KEIR RADNEDGE REPORTS: The identity of the man to lift the Brazilian national team from its post-World Cup depression will be named by the country’s football confederation on Tuesday – and he will be Brazilian.

Newly-appointed national teams co-ordinator Gilmar Rinaldi has confirmed that the CBF has not been tempted or panicked into taking the revolutionary step of bringing in a foreign coach. There had been highly fanciful talk of trying to prise Jose Mourinho away from Chelsea after the World Cup debacle.

Scolari: Time ran out in Belo Horizonte on July 8

Brazil, under Luiz Felipe Scolari, suffered the worst defeat in their history when they collapsed 7-1 to Germany in the World Cup semi-finals in Belo Horizonte; then they suffered a second consecutive defeat for the first time since the early 1940s in falling 3-0 to Holland in the third place play-off.

Scolari, under whom Brazil had won the World Cup in 2002, resigned two days later along with his national teams’ co-ordinator Carlos Alberto Parreira.

Suspended

The CBF also dispensed with media director Rodrigo Paiva, a close confidante of Scolari down the years but who had been suspended by FIFA at the World Cup after a tunnel clash with Chile forward Mauricio Pinilla drew a red card from referee Howard Webb at half-time during Brazil’s second round shootout win.

Jose Maria Marin, outgoing CBF president, last week named one-time goalkeeper and later players’ agent Rinaldi as new co-ordinator with a brief to find a new national coach as soon as possible.

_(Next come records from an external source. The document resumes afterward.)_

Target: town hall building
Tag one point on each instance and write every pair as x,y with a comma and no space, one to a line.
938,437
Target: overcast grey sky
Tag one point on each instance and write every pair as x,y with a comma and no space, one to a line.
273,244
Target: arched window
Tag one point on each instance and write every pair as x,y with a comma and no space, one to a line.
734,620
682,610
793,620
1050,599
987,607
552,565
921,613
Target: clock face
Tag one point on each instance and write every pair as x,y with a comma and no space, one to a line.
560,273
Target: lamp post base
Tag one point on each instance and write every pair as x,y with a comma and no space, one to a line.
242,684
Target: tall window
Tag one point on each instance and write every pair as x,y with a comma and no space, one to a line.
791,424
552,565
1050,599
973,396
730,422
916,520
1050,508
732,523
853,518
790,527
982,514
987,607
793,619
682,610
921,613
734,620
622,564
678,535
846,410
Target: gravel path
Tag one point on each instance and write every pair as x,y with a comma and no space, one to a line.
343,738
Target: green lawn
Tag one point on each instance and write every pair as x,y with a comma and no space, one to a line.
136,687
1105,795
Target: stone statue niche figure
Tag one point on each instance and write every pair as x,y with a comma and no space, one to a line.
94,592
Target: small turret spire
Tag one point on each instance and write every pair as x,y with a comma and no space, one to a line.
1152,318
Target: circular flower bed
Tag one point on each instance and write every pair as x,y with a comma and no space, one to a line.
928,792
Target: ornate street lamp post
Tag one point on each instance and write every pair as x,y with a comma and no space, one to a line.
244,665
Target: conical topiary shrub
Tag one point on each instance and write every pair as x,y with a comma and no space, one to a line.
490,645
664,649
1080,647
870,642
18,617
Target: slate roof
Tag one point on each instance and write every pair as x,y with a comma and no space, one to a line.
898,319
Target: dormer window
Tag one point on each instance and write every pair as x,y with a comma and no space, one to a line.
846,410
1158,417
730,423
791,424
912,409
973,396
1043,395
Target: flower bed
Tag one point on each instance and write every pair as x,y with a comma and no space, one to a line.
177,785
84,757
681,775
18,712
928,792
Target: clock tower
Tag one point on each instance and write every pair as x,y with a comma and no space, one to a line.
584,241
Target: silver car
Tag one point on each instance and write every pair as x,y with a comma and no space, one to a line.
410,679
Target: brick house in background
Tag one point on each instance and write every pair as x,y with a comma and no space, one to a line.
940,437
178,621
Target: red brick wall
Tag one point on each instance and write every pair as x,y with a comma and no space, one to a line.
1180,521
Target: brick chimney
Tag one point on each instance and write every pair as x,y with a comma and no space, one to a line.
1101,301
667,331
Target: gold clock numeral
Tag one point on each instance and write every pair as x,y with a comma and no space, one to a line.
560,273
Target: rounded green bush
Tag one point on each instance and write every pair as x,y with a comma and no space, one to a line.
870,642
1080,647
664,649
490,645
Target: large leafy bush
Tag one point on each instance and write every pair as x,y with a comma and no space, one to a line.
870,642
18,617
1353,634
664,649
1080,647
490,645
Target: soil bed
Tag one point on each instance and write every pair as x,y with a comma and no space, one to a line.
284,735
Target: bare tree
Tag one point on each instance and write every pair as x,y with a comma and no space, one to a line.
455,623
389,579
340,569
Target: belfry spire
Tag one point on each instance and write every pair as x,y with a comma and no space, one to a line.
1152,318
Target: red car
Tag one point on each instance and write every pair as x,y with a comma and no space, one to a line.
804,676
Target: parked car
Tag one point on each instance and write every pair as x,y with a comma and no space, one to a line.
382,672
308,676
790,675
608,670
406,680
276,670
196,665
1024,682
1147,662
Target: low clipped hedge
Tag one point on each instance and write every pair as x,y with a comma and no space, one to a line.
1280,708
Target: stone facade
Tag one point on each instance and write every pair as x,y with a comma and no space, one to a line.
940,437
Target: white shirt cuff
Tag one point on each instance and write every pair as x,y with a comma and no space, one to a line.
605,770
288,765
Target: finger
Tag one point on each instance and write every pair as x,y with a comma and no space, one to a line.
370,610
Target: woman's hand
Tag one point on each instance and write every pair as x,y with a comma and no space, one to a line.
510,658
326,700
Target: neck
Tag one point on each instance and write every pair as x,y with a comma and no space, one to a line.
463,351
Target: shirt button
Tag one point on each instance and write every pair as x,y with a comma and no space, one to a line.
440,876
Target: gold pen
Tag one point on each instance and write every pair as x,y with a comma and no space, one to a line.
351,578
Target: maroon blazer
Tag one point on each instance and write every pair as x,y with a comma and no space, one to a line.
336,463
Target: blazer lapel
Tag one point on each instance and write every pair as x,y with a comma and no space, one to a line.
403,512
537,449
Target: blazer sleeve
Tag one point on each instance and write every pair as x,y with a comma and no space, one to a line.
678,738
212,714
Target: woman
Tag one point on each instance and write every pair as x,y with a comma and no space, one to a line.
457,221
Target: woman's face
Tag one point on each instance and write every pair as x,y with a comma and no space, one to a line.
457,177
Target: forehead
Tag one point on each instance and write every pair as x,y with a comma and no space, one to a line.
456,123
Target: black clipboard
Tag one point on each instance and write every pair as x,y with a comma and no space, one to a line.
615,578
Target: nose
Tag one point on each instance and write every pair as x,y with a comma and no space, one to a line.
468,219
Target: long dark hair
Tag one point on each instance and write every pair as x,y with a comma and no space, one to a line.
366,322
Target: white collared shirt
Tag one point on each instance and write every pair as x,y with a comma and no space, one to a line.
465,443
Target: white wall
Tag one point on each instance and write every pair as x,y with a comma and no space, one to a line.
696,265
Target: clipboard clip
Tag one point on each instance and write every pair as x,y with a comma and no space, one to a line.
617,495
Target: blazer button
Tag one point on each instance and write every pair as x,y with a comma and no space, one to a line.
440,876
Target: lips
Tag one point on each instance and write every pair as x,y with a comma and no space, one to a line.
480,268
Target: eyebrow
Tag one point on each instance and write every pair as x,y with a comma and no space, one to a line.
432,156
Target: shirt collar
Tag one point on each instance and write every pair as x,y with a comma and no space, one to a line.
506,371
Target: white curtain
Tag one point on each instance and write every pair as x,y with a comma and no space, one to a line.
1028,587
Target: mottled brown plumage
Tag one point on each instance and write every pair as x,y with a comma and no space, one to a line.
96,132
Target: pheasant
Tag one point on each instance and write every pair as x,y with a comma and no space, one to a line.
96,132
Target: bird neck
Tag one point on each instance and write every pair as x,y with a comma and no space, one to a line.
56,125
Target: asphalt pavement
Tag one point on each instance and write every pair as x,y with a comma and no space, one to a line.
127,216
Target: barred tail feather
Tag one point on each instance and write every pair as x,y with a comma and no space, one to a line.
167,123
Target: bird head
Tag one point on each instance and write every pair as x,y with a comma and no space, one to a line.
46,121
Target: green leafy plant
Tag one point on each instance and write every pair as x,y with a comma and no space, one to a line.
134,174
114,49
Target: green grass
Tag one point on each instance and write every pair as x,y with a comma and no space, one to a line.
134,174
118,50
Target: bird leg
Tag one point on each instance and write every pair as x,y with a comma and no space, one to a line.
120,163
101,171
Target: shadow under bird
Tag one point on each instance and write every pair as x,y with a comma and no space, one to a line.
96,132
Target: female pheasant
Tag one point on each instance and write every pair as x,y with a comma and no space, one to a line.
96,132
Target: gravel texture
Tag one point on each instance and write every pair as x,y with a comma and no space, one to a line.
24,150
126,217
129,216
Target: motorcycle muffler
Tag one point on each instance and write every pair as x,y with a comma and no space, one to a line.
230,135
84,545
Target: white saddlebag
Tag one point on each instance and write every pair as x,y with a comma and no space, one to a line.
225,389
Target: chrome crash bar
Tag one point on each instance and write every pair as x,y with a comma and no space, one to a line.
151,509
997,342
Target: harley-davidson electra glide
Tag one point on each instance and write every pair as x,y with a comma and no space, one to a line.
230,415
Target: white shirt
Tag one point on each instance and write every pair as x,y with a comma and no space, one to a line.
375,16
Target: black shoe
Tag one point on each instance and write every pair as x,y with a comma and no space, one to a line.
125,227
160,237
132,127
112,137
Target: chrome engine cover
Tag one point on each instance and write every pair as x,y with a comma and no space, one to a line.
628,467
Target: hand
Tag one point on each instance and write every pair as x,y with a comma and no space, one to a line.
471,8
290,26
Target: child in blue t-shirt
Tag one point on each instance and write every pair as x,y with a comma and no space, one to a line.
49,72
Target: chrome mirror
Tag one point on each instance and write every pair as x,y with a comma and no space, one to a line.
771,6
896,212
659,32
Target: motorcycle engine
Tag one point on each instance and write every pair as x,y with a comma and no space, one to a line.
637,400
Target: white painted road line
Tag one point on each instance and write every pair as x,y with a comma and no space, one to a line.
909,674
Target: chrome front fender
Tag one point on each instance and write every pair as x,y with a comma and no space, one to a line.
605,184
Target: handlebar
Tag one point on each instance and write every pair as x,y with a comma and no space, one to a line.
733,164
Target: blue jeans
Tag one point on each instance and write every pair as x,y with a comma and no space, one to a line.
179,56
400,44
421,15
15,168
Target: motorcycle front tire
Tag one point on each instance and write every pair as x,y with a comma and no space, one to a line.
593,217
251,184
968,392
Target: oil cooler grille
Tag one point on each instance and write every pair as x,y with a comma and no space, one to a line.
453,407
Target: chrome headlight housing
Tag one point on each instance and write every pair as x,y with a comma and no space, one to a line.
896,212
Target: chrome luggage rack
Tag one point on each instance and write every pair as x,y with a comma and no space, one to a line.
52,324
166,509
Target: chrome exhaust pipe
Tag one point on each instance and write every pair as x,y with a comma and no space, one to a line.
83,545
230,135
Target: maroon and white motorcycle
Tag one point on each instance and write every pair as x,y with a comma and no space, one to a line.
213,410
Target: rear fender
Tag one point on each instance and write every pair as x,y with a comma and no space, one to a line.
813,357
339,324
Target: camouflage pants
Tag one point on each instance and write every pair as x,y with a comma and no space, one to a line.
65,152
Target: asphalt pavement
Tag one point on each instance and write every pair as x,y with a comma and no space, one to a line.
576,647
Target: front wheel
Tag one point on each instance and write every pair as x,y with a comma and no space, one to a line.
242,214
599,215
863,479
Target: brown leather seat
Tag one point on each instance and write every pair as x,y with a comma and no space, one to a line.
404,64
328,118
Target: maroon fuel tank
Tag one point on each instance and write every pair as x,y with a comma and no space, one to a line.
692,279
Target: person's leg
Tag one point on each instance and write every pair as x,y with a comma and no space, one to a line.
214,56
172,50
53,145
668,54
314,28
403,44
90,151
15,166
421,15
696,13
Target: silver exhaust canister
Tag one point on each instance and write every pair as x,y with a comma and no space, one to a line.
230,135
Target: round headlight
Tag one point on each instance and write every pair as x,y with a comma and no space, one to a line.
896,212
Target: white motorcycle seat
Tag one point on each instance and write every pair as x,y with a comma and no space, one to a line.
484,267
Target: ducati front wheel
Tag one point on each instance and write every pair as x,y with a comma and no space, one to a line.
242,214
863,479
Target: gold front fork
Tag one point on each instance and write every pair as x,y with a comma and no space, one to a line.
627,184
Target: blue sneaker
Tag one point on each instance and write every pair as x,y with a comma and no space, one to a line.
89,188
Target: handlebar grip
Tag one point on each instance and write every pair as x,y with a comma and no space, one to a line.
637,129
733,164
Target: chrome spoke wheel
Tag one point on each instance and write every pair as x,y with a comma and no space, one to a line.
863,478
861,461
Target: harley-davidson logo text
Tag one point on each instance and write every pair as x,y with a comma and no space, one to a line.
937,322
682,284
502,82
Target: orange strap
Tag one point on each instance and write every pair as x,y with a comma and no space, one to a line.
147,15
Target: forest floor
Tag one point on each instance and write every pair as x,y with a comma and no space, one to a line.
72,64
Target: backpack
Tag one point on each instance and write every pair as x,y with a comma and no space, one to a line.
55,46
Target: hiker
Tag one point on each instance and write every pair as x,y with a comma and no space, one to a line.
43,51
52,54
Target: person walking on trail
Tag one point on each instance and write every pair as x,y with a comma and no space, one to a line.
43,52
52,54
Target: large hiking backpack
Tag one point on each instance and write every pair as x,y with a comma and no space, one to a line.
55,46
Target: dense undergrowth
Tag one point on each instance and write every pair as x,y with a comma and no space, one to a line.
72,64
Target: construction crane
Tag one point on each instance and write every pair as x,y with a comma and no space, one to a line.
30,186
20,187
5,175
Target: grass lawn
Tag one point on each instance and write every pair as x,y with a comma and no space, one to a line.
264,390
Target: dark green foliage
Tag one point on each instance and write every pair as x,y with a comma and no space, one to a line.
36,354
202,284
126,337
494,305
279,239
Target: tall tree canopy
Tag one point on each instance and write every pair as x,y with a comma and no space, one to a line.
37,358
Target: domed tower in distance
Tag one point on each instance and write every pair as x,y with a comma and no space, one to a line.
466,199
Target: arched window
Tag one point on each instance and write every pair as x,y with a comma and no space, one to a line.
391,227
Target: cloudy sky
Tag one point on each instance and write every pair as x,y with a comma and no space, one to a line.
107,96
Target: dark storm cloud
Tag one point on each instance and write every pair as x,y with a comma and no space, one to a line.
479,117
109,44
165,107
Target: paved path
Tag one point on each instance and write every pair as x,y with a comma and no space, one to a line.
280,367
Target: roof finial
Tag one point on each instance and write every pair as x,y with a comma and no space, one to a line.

Rinaldi, who has insisted that he has now ceased to be a player agent, appears to have succeeded with an announcement that the new man will be named on Tuesday.

An early favourite was Muricy Ramalho, coach of Sao Paulo and formerly boss of – among others – Botafogo, Internacional PA, Palmeiras. Another leading contender is Dunga, World Cup-winning captain in 1994 then manager of the team who did not even reach the last four in 2010; they were knocked out by Holland in the quarter-finals in South Africa.

A statement from the CBF said: “The president of the CBF, Jose Maria Marin, will present the new coach of the Brazilian national team at a news conference at 11 am this Tuesday.”

Rinaldi added: “I do not believe that this is the right time [to bring in a foreign coach]. We are looking within our own ‘home’ with all its strengths and weaknesses.”

The new man will have little time in which to tinker with selection and tactics. Brazil play the Copa America next summer and then will be expected – once again! – by home fans to win the Olympic football ghold medal for the first time in their history in Rio de Janeiro in 2016.